Chinese railway technologies are helping the Israeli city of Tel Aviv build its own light rail project and alleviate traffic pressure.
The Red Line project, which commenced in 2015, is the first light rail project in Tel Aviv. Crossing through the busiest districts of the city, it will be a line with the largest passenger volume, the greatest portion of underground sections and the toughest technological challenges.
The project will greatly relieve the city’s traffic congestion when it is completed in 2021.
China Railway Tunnel Group (CRTG) won the bid to build the light rail in May 2015, and it had broken through the three major tunnels that will be used by the line before the end of April this year.

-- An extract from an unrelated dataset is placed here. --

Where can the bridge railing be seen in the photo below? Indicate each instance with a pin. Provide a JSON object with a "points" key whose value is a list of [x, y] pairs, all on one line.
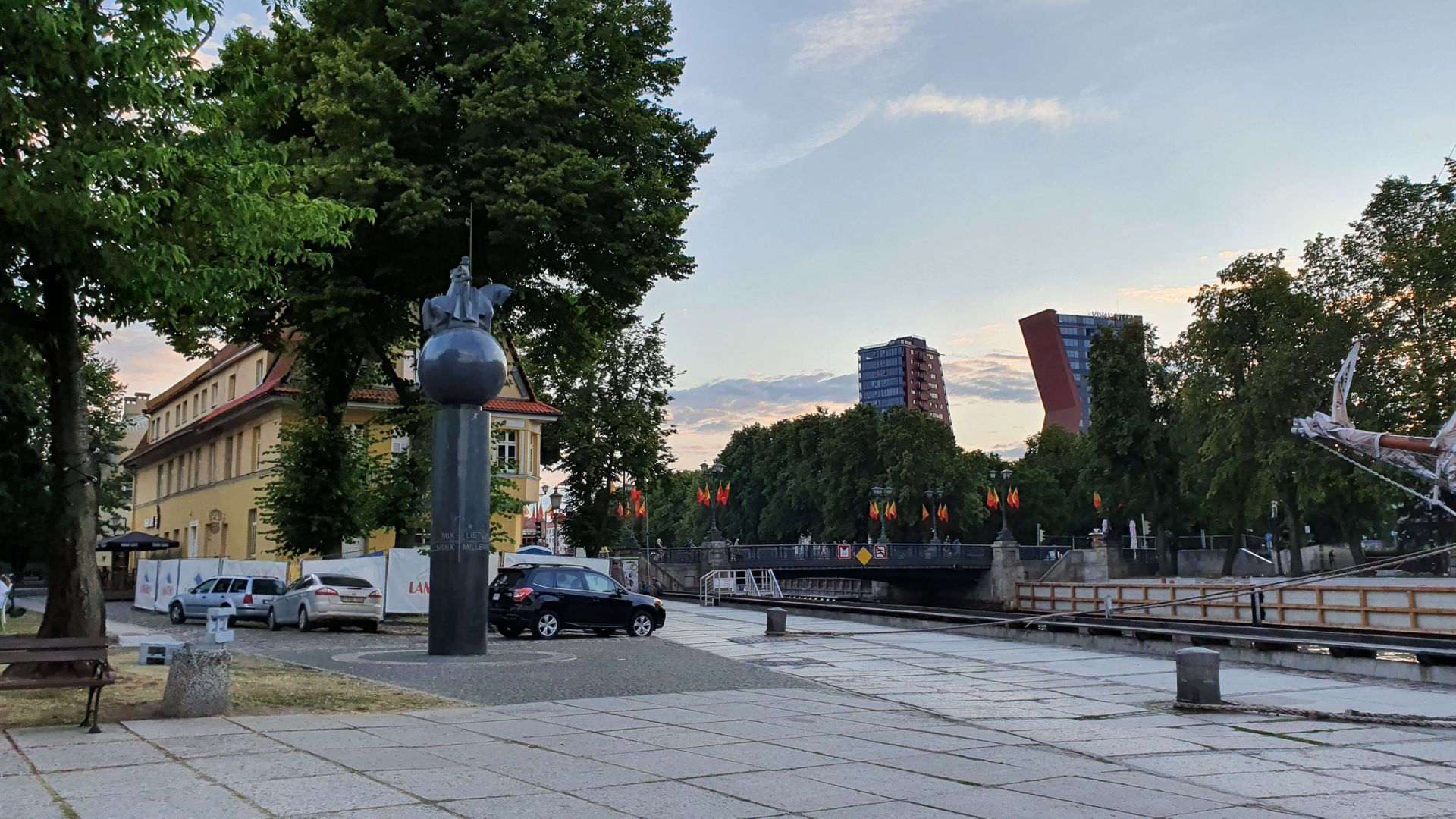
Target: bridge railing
{"points": [[839, 556]]}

The administrative manager of the project, Li Qiang, told People’s Daily that the project has a very high requirement on settlement control, since most parts of the transit system are under the city’s major roads.
As a result, the Chinese construction company adopted stable and reliable designs, successfully keeping the settlement within 3.5 millimeters.
Six shield tunneling machines have been used in the project, all of them being independently developed and produced by China Railway Engineering Equipment Group Co., LTD (CREG), according to Li.
“I didn’t feel any vibration when the shield tunneling machines were working, and I was standing right on Israel’s busiest Ayalon Highway,” said an Israeli officer.
Israel’s public transportation organ predicted that public transit use during rush hour in Tel Aviv will increase to around 40 percent from the current 20 to 28 percent upon completion of the project, and use of private cars will decrease by 12 percent. In addition, the light rail will reduce commute time in Tel Aviv by half.
By 2030, when the city caps its rail transit system, it’s estimated that a total of 1.4 million citizens will take the metro each day in Tel Aviv, a city that accounts for 40 percent of Israel’s population and half of the country’s employment.
Israeli project employee, Hill Tobe, said that what the Chinese have done is remarkable. Many people doubted whether the soil in Tel Aviv is qualified for metro construction, but the Chinese have made it possible, he added.
Chinese railway enterprises, together with Israel’s largest public transport operator Egged Bus Cooperative, won the bid to operate the Red Line last December.
It’s the first time that Chinese companies have participated in the city rail transit operation of a developed country, which marks China’s strong international competitiveness in foreign market.